Dans un projet de décret adressé pour avis aux ONG au printemps dernier, le ministère précise en effet sa manière de voir les choses concernant les « bâtiments réaménagés ». Ne seront touchés par l’interdiction que les bâtiments dont « les travaux ou aménagements réalisés conduisent à augmenter la capacité de production », souligne le texte.
« Ce qui revient à autoriser la rénovation d’élevages en cages déjà existants, au risque de ralentir tout le processus de transition que la loi alimentation était censée promouvoir », décrypte Nikita Bachelard.
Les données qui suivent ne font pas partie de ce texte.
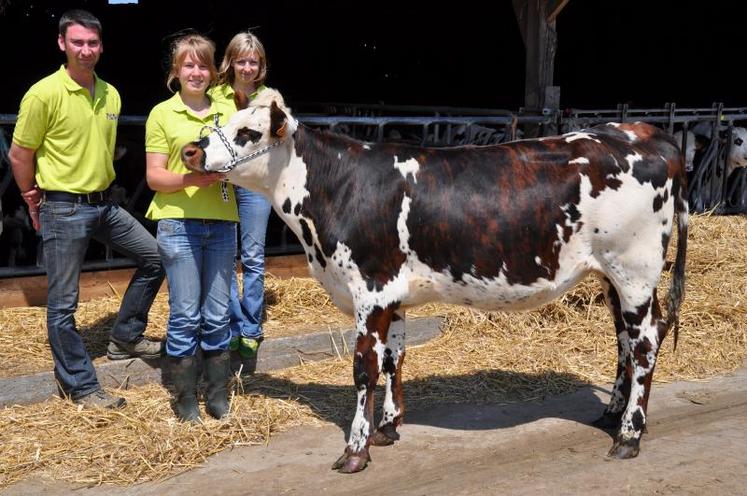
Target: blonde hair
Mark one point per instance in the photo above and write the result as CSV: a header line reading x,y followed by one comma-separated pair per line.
x,y
243,42
200,48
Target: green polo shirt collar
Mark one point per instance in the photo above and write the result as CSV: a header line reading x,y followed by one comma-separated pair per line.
x,y
175,104
227,92
73,87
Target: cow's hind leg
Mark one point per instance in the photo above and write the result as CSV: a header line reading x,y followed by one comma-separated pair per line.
x,y
394,407
610,419
372,326
645,330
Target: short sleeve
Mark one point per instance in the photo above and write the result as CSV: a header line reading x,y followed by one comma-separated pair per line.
x,y
32,122
155,133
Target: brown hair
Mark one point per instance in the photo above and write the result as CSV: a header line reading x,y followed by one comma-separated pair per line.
x,y
78,16
200,48
243,42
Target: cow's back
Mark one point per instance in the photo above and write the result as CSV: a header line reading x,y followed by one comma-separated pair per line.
x,y
504,226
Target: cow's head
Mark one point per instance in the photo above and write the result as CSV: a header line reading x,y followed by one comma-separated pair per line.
x,y
246,143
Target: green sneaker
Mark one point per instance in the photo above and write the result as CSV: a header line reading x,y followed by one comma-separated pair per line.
x,y
248,348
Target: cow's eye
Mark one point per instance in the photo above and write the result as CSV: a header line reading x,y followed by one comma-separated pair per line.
x,y
245,135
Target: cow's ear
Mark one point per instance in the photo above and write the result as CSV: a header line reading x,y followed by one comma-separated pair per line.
x,y
278,121
241,100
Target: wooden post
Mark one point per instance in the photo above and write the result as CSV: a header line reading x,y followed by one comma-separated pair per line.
x,y
536,20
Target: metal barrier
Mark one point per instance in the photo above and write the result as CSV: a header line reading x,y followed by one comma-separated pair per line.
x,y
441,126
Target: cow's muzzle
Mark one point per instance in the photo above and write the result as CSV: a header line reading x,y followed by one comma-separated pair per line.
x,y
193,157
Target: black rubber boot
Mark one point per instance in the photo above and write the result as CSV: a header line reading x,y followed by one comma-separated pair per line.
x,y
217,374
184,376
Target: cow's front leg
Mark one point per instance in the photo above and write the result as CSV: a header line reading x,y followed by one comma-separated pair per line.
x,y
394,406
645,335
372,328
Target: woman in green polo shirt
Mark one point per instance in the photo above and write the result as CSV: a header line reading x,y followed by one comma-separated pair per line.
x,y
244,69
197,217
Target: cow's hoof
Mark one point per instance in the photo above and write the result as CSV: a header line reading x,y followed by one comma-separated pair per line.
x,y
624,449
384,435
350,463
608,421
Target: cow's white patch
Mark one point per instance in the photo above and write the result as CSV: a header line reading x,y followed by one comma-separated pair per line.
x,y
632,158
409,166
570,137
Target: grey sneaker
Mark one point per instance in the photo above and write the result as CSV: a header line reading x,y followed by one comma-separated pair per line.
x,y
145,348
101,399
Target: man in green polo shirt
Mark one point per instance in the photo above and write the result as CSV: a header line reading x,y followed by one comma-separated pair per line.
x,y
61,156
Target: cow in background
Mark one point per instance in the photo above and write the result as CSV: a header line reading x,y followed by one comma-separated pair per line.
x,y
504,227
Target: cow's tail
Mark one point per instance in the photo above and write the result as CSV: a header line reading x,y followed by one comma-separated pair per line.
x,y
677,287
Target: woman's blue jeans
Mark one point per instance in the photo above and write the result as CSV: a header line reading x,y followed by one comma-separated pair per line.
x,y
67,229
198,256
246,309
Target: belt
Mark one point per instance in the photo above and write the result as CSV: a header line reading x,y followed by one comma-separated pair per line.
x,y
90,198
207,221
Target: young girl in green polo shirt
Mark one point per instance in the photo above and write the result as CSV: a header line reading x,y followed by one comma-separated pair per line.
x,y
197,218
243,70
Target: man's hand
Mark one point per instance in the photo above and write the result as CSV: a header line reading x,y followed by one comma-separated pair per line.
x,y
33,198
22,162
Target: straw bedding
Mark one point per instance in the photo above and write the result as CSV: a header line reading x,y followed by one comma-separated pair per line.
x,y
563,345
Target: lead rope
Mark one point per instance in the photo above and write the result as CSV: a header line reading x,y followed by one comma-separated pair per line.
x,y
216,128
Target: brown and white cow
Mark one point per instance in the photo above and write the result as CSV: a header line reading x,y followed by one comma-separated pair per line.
x,y
502,227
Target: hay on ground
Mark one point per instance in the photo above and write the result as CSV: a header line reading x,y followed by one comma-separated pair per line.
x,y
481,356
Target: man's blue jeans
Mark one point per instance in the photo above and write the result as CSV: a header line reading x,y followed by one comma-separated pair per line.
x,y
246,310
67,229
198,256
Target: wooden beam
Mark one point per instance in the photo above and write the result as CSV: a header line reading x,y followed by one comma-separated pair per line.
x,y
536,19
553,9
520,11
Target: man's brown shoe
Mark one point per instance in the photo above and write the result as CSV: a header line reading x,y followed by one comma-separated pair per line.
x,y
145,348
101,399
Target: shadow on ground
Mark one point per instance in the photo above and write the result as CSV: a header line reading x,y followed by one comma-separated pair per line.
x,y
483,400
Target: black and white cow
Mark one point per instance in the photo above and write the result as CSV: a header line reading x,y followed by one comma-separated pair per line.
x,y
736,158
501,227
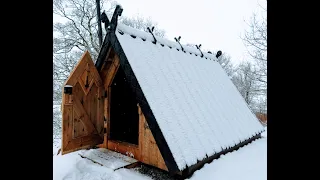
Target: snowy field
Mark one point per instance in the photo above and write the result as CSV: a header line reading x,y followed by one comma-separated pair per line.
x,y
247,163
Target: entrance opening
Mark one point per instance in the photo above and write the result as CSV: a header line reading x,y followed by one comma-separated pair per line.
x,y
124,117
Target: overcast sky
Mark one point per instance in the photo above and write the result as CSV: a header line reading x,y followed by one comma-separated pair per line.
x,y
216,24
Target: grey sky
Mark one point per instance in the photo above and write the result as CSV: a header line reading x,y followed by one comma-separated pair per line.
x,y
216,24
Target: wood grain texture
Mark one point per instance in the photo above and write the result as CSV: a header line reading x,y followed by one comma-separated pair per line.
x,y
82,119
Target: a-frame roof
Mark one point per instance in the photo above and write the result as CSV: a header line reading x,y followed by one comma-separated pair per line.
x,y
192,107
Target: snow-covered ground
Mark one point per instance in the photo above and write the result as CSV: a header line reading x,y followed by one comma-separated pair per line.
x,y
247,163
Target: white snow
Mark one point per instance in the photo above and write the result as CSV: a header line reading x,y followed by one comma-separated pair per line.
x,y
107,158
198,108
72,166
247,163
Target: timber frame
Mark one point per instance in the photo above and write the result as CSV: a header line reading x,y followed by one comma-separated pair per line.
x,y
111,45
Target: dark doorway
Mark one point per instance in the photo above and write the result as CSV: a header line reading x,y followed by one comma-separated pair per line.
x,y
124,117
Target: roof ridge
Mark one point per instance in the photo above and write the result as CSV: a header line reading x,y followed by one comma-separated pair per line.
x,y
134,33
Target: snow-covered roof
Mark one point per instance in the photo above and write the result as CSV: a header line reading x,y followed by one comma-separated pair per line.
x,y
197,107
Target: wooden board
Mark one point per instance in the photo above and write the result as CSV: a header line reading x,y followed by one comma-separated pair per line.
x,y
82,111
147,151
150,153
107,158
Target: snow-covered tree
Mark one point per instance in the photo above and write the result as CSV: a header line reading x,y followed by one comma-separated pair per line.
x,y
255,39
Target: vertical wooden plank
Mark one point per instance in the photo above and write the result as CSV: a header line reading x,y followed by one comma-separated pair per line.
x,y
141,136
67,124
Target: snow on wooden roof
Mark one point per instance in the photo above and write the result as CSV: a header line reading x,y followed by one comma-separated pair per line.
x,y
197,107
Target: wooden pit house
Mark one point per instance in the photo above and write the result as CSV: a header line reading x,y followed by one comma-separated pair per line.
x,y
166,104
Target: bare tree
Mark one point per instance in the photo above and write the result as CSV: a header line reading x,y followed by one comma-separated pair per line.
x,y
255,39
244,80
80,30
79,33
141,23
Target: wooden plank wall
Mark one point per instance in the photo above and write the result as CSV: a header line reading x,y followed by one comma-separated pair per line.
x,y
150,153
147,151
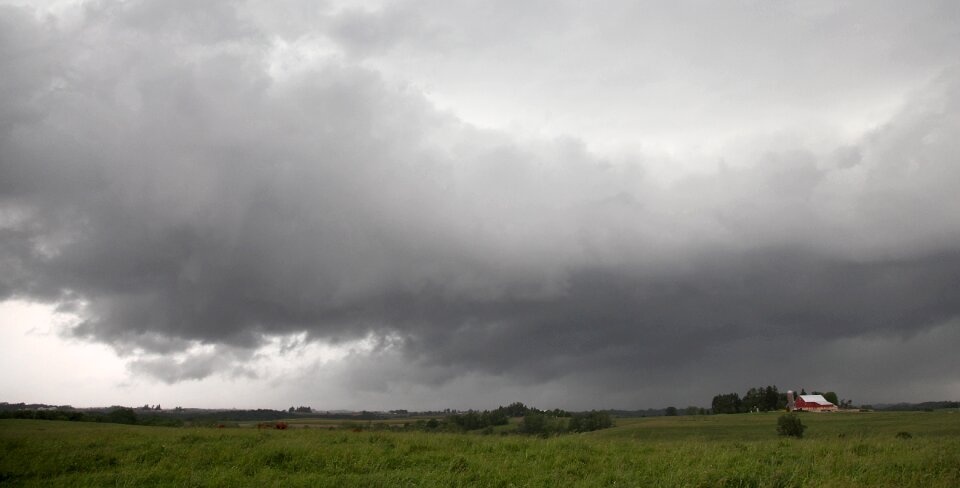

Aussi les associations réagissent-elles en adressant, le 16 juillet, un courrier au ministre Didier Guillaume pour lui faire part de leur désaccord avec un projet de décret jugé contraire à l’esprit de la loi.
Une réponse sans appel du ministre
La réponse, datée du 28 octobre, et signée de la directrice de cabinet du ministre, Isabelle Chmitelin, est sans appel. « Si l’enjeu est bien d’accélérer la transition vers un mode d’élevage alternatif, il demeure essentiel que les exploitants qui ne peuvent mener cette transition à court terme, puissent conduire les améliorations indispensables au maintien des meilleures conditions d’élevage possibles pour les animaux encore détenus en cage », explique-t-elle.
Avant de conclure : « Le ministre souhaite ainsi que soit entièrement respecté l’arbitrage retenu lors du vote de la loi, à savoir, interdire toute augmentation de surface de poules pondeuses en cage tout en permettant la rénovation des cages existantes. »
Une décision qui réjouit Philippe Jouven, éleveur à Hostung, dans la Drôme, et président du Comité national pour la promotion de l’œuf (CNPO), l’interprofession de la filière. « C’est du bon sens économique. Dans les années 2010, on nous a demandé de mettre nos élevages en conformité avec la nouvelle réglementation européenne sur les cages. Il faut bien que les éleveurs aient le temps d’amortir leurs investissements dans de bonnes conditions d’exploitation », plaide-t-il.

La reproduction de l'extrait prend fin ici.